Kein Grapefruitsaft, keine Milch – dass diese Flüssigkeiten nicht die besten Begleiter bei Medikamenteneinnahme sind , ist vielen bekannt. Nun stehen aber auch koffeinhaltige Getränke auf dem Prüfstand. Sie sollen die Wirkung von Antibiotika vermindern. Das zeigt eine aktuelle Studie eines Forscherteams der Universitäten Tübingen und Würzburg.
Forschende unter der Leitung von Dr. Ana Rita Brochado, haben herausgefunden, dass ganz gewöhnliche Substanzen aus unserer Ernährung – darunter auch Koffein – beeinflussen können, wie gut bestimmte Antibiotika wirken. Die Bakterien reagieren nämlich aktiv auf ihre Umgebung und verändern ihre inneren Abläufe – mit Folgen für die Arzneimittelwirkungen. Die Ergebnisse wurden in der Fachzeitschrift „Plos Biology“ veröffentlicht.

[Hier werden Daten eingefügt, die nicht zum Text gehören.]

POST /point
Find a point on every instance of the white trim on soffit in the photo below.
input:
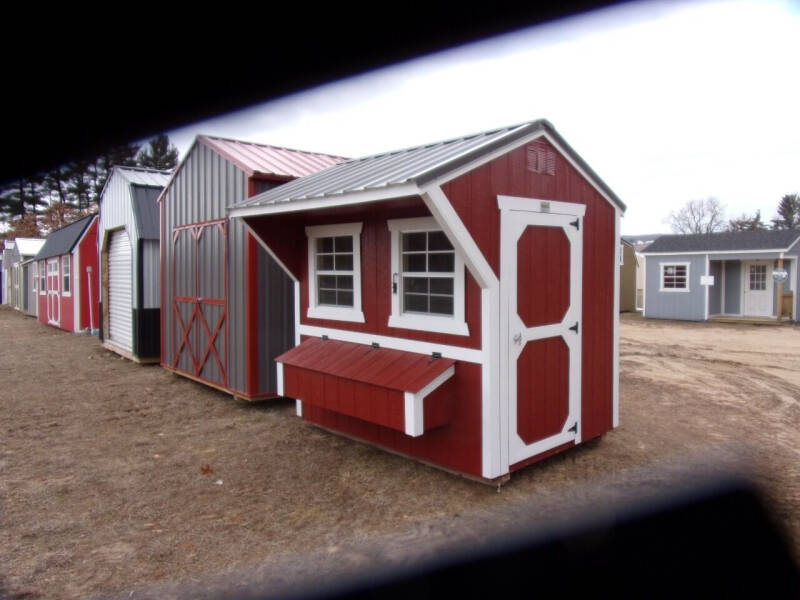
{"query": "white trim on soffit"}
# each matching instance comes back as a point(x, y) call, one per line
point(413, 404)
point(701, 252)
point(456, 352)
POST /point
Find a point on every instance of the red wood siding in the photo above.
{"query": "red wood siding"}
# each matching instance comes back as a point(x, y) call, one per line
point(285, 234)
point(542, 389)
point(456, 445)
point(88, 258)
point(474, 197)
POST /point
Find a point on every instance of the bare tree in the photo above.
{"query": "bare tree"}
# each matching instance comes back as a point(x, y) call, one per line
point(698, 216)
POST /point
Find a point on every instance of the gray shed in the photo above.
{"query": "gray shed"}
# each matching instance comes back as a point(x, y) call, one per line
point(18, 279)
point(722, 275)
point(128, 249)
point(227, 306)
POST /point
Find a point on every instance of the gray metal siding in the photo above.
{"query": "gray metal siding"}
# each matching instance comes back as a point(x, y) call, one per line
point(116, 210)
point(200, 191)
point(733, 287)
point(689, 306)
point(275, 314)
point(715, 291)
point(151, 280)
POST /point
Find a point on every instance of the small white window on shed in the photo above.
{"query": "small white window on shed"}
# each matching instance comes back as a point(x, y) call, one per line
point(541, 158)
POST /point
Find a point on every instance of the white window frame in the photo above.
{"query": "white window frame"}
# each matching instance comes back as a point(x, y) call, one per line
point(336, 313)
point(456, 324)
point(66, 274)
point(42, 278)
point(661, 287)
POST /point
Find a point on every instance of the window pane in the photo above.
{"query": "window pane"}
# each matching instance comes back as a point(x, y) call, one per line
point(414, 241)
point(442, 305)
point(345, 298)
point(327, 297)
point(415, 302)
point(344, 262)
point(441, 263)
point(437, 240)
point(325, 262)
point(414, 263)
point(441, 285)
point(344, 244)
point(415, 285)
point(324, 244)
point(326, 282)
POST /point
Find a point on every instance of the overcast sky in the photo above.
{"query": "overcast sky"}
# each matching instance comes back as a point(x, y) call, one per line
point(666, 101)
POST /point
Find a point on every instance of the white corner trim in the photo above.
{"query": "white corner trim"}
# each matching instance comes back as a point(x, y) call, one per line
point(440, 207)
point(279, 378)
point(413, 406)
point(396, 343)
point(541, 205)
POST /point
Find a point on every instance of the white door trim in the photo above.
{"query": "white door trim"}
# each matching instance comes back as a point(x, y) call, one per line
point(513, 223)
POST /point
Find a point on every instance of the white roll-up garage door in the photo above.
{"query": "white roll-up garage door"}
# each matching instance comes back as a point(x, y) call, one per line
point(120, 290)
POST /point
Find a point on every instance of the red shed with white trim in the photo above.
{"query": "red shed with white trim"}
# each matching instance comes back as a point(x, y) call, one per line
point(67, 277)
point(458, 301)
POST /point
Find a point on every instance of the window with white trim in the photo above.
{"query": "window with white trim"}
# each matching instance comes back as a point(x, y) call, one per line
point(334, 272)
point(65, 276)
point(674, 277)
point(42, 278)
point(427, 278)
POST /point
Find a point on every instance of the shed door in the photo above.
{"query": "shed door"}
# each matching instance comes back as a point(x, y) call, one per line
point(53, 292)
point(120, 290)
point(757, 289)
point(541, 314)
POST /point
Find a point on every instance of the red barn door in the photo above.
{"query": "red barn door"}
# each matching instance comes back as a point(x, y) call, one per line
point(541, 277)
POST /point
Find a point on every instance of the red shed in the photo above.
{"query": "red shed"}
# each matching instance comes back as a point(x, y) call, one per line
point(458, 301)
point(67, 277)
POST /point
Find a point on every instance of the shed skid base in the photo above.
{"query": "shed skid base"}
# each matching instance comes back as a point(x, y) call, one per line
point(124, 353)
point(236, 394)
point(496, 482)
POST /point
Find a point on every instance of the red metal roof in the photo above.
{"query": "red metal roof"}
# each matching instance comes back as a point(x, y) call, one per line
point(270, 160)
point(392, 369)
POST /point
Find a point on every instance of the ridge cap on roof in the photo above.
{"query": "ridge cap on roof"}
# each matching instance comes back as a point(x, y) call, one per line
point(265, 145)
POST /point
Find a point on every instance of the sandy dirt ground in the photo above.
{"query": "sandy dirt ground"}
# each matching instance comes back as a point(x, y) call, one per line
point(127, 481)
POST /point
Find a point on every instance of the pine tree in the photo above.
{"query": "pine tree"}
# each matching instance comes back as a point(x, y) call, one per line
point(159, 154)
point(788, 213)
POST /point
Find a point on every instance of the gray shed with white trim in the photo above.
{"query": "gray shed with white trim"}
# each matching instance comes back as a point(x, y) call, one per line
point(729, 274)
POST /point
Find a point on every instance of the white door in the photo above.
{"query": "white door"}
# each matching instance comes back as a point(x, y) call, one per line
point(53, 292)
point(757, 288)
point(541, 326)
point(120, 290)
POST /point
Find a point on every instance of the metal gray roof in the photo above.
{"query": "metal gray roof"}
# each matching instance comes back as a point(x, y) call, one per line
point(140, 176)
point(418, 165)
point(145, 210)
point(63, 240)
point(727, 241)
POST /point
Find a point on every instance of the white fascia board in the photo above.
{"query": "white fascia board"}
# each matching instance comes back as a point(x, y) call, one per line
point(395, 343)
point(516, 144)
point(274, 257)
point(414, 411)
point(444, 213)
point(702, 252)
point(346, 199)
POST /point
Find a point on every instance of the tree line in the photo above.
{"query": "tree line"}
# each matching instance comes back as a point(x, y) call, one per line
point(36, 205)
point(708, 216)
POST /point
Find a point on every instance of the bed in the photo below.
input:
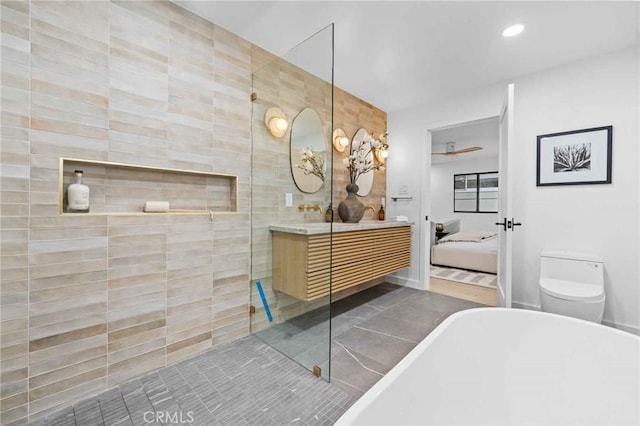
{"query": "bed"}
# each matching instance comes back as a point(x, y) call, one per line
point(476, 251)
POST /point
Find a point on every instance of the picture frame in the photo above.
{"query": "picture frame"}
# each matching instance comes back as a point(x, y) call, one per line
point(576, 157)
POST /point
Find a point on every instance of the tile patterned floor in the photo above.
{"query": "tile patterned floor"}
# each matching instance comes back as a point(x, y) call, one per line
point(247, 382)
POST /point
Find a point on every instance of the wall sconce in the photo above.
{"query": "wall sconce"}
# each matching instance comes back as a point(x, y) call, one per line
point(276, 122)
point(382, 152)
point(340, 140)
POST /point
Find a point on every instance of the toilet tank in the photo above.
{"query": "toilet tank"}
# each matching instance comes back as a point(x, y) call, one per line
point(572, 266)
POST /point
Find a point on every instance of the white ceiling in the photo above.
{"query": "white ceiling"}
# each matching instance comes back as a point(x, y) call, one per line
point(395, 54)
point(483, 133)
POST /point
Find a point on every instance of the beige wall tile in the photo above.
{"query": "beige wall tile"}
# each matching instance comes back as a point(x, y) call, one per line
point(92, 301)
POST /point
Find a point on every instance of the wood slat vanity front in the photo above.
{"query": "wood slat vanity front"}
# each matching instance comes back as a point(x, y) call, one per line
point(302, 258)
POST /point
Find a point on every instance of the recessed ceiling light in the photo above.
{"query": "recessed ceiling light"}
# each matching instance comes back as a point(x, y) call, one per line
point(513, 30)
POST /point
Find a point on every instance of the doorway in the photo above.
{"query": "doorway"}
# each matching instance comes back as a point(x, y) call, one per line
point(460, 245)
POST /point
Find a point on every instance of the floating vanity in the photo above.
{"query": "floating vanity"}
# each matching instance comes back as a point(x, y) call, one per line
point(303, 254)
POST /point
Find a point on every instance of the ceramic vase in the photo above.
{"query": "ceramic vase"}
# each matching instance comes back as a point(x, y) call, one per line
point(351, 209)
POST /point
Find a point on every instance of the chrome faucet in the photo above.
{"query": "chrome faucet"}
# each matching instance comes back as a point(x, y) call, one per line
point(306, 207)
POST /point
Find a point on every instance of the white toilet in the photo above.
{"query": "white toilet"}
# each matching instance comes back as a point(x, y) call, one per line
point(572, 284)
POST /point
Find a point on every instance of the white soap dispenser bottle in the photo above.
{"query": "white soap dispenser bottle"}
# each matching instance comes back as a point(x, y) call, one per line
point(78, 195)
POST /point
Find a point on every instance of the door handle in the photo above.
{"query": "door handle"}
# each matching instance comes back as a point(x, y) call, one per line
point(514, 223)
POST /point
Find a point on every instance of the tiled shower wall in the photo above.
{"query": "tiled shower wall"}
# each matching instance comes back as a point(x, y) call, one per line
point(91, 301)
point(295, 90)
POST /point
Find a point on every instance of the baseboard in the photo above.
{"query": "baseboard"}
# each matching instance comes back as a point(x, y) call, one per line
point(623, 327)
point(628, 328)
point(520, 305)
point(406, 282)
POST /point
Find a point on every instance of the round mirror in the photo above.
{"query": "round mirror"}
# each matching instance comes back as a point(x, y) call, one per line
point(308, 151)
point(361, 146)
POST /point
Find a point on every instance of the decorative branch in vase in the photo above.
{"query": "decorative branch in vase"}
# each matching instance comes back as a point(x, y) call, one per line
point(358, 163)
point(312, 163)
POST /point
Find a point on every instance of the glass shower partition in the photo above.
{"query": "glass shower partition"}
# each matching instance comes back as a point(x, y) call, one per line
point(292, 186)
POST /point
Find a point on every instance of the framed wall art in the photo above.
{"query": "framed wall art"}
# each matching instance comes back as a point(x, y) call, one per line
point(577, 157)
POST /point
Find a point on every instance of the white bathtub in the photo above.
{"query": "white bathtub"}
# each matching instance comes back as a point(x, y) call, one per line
point(494, 366)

Einfluss auf E.coli untersucht
Im Fokus der Untersuchung stand das Bakterium Escherichia coli (E.coli), ein potenziell pathogener Keim, der häufig Infektionen auslöst. Die Forscher untersuchten systematisch, wie 94 verschiedene Substanzen – darunter Antibiotika, verschreibungspflichtige Medikamente sowie Bestandteile unserer Ernährung – auf die Expression wichtiger Genregulatoren und Transportproteine von E. coli wirken.
Transportproteine wirken wie Tore in der Bakterienhülle: Sie steuern, welche Stoffe in die Zelle gelangen und welche ausgeschieden werden. Dieses fein abgestimmte System ist entscheidend für das Überleben der Bakterien – und spielt offenbar auch eine Rolle bei Antibiotikaresistenzen.
Koffein beeinflusst „Bakterienalarmanlage”
Ein zentrales Ergebnis der Studie: Auch alltägliche Substanzen ohne direkte antimikrobielle Wirkung, wie etwa koffeinhaltige Getränke, können das bakterielle Alarmsystem aktivieren. „Unsere Daten zeigen, dass mehrere Substanzen die Genregulation in Bakterien subtil, aber systematisch beeinflussen können”, erklärt Christoph Binsfeld, Doktorand an der Universität Tübingen und Erstautor der Studie.
Dabei spielt ein Genregulator namens Rob eine Schlüsselrolle. „Koffein löst eine Kaskade von Ereignissen aus, die mit dem Genregulator Rob beginnt und in der Veränderung mehrerer Transportproteine in E. coli gipfelt – was wiederum zu einer verminderten Aufnahme von Antibiotika wie Ciprofloxacin führt”, erklärt Brochado. Die Wirkung des Medikaments werde durch diese Veränderungen abgeschwächt – „ein Effekt, den wir als antagonistische Interaktion bezeichnen“.
Unterschiedliche Reaktionen bei Salmonella
Der gleiche Effekt war bei einem eng verwandten Bakterium, Salmonella enterica, nicht feststellbar. Trotz ähnlicher genetischer Ausstattung scheinen die beiden Keime unterschiedlich auf identische Umweltreize zu reagieren – möglicherweise aufgrund abweichender Transportwege oder Unterschiede in der Antibiotikaaufnahme, schlussfolgern die Forschenden.
Es liege nahe, dass Antibiotikaresistenzen nicht nur durch klassische Resistenzgene, sondern auch durch genetische Regulation und Umweltanpassung entstehen können. Damit rücke ein bisher wenig beachteter Aspekt in den Fokus der Resistenzforschung.
Große Praxisrelevanz
Der Einfluss selbst vermeintlich harmloser Stoffe auf die bakterielle Resistenz könne groß sein. „Solche Grundlagenforschung zu den Auswirkungen von täglich konsumierten Substanzen unterstreicht die entscheidende Rolle der Wissenschaft für das Verständnis und die Lösung realer Probleme”, betont Professorin Karla Pollmann, Rektorin der Universität Tübingen.